PALMER — Glenn Highway widening Project Engineer Todd Smith presented to the Palmer City Council on Tuesday prior to their regularly scheduled meeting to give the council an update on the price, features and schedule of the construction.
This week, Quality Asphalt Paving, which was awarded the $36 million contract for construction, will be removing asphalt from intersections at the Palmer-Wasilla Highway, Bogard Road and Dogwood Avenue in Palmer. The project began last fall with utility relocation from GCI, MTA, MEA, and Enstar. Smith alerted companies on Tuesday that the contractors were ready for additional utility relocation. Construction came to a halt for last weekend’s busy Memorial Day holiday. Smith plans to halt construction again for Independence Day weekend, and again cease operations during the Alaska State Fair in August.
“This summer is the summer of the heavy civil construction,” Smith said. “We are hopeful to be able to put traffic on the bottom lift pavement of this finished design with operational traffic signals before the snow flies.”
Smith said that the project is scheduled to be completed by July 31. Smith hopes to be able to have utilities moved and construction complete on Phase 1 prior to Independence Day so that contractors can begin working on Phase 2. The four-lane divided highway will stretch from just south of Scott Road on the Glenn Highway to Outer Springer Loop. The project will reconstruct existing traffic lights at Bogard Road, Dogwood Avenue and the Palmer-Wasilla Highway as well as adding additional traffic signals at the intersections of the Glenn Highway and South Inner Springer Loop, East Inner Springer Loop and Colony Way. A fourth new traffic signal will be constructed at the intersection of Evergreen Avenue and Cobb Street. Each of the large steel pilings placed at intersections will be placed 40 feet in the ground to provide a base for the traffic signals. Smith said that contractors have had difficulty placing the pilings on bedrock. The new traffic signals will not employ older ‘loop detection’ technology that had frustrated some motorcycle riders who were not recognized by the light. New radar technology not only recognizes the presence of a person but also the speed at which they travel.

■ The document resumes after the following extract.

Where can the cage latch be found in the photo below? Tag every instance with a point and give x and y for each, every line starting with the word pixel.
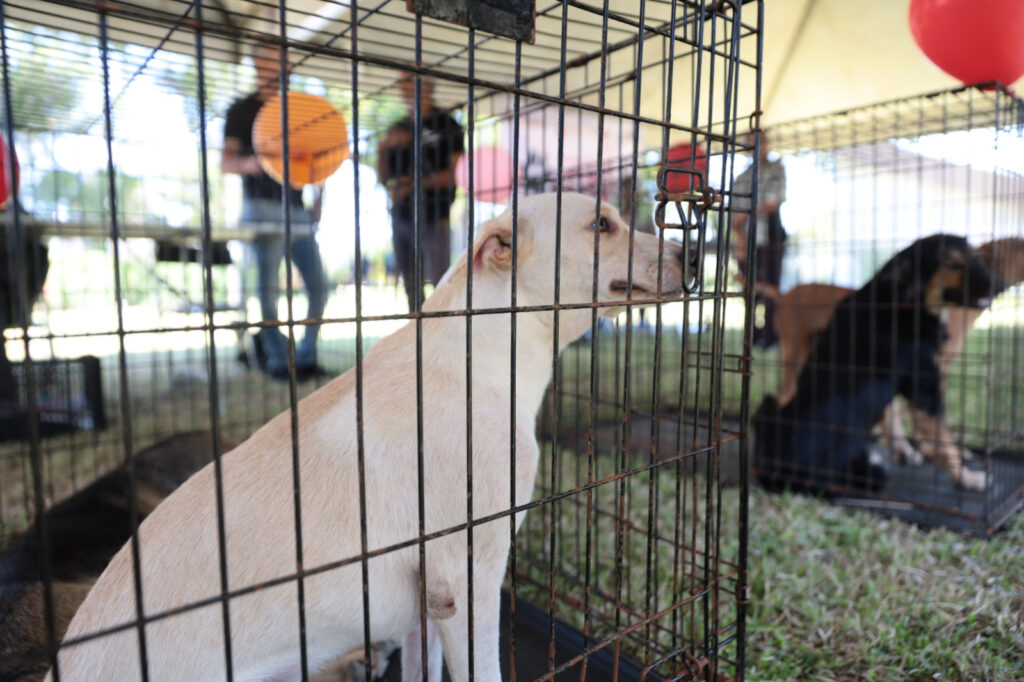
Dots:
pixel 697 200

“It’s kind of the next step in vehicle detection and trying to make our traffic signals work more efficient,” Smith said.
Smith said that the wires that have been used since the start of construction to place traffic lights on has worked well. The new radar technology was used over the winter and Smith received compliments from residents on the efficiency of the traffic lights. The temporary wires that hold lights have also allowed for contractors to move swiftly from one traffic pattern to the other as necessary, simply sliding the light across lanes to match new traffic patterns. Smith said that the wires are not permanent, and that traditional pole and steel mast light structures will be put in once the project is complete. The poles and steel masts are safe up to wind speeds of 130 miles per hour. Speed limits will remain the same, transitioning from 55 mph to 45 mph at Inner Springer Loop and bumping back up to 55 north of Palmer up Bailey Hill. Existing bike paths will be rebuilt to match the widened road upon project completion. Smith said that two-lane roads reach their maximum capacity at 12,000 cars per day. Data collected last year shows 20,000 cars per day, and Smith said that the new four-lane divided highway is not being built to match that number but exceed it.
“This project is being constructed for the traffic that’s already here and the traffic to come,” Smith said.